Riesige Fabrikhallen, Fließbandarbeit, Massenproduktion: Anfang des 19. Jahrhunderts begann in Deutschland die industrielle Revolution. Hatten bis dahin Arbeiter viele Produkte in Handarbeit hergestellt, übernahmen das nun Maschinen. Doch was für das damalige Deutschland einen großen wirtschaftlichen Sprung nach vorne brachte, bedeutete für die einfachen Fabrikarbeiter sehr schlechte Arbeitsbedingungen.

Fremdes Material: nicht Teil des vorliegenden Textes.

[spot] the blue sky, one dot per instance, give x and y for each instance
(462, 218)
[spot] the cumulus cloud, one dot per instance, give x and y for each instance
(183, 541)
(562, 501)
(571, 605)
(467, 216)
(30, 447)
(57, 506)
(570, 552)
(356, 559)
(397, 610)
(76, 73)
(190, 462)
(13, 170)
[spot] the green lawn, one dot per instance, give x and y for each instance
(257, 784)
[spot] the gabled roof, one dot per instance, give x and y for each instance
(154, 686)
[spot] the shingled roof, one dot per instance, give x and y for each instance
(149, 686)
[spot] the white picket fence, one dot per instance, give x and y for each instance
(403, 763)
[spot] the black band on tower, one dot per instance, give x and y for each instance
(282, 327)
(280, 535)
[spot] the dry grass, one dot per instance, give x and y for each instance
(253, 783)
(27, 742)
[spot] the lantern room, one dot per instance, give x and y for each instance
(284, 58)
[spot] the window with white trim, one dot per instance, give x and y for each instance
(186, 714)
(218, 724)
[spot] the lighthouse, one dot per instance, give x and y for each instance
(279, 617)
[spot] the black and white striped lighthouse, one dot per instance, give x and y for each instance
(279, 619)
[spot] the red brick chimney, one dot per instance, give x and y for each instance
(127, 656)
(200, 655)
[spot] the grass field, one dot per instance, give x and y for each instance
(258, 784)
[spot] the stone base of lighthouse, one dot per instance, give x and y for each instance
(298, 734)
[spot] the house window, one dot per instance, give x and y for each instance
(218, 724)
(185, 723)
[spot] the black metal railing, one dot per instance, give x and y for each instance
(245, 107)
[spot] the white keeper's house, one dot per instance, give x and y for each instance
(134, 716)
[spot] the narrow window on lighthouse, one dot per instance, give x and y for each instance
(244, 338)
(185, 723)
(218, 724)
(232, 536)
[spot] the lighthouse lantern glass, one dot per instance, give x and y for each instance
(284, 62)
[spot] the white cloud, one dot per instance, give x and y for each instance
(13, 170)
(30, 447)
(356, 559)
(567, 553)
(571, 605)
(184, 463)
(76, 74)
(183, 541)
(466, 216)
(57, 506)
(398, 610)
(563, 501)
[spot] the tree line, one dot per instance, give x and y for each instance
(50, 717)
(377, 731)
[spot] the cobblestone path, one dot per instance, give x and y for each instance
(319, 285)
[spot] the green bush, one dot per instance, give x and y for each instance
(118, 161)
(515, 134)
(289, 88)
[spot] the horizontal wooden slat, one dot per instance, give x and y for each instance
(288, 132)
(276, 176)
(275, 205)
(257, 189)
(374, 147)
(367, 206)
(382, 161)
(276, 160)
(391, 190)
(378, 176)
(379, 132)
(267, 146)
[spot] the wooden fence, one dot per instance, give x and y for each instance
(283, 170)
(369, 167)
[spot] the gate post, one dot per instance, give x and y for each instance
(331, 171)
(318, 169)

Maßnahmen zum Schutz der Arbeiter gab es nicht, Unfälle waren an der Tagesordnung. Und wer nicht arbeiten konnte, erhielt keinen Lohn. Viele Arbeiterfamilien lebten in heruntergekommenen Wohngegenden unmittelbar neben den Fabriken. Die Missstände veranlassten die Beschäftigten, sich zu zusammenzuschließen: Um 1830 gründeten sich die ersten Arbeiterorganisationen mit dem Ziel der Selbsthilfe. Arbeiter zahlten in die sogenannte Unterstützungskassen ein. Wurde einer von ihnen schwer krank oder starb, zahlte die Gemeinschaft an die Familie des ehemaligen Arbeitskollegen und unterstützte sie.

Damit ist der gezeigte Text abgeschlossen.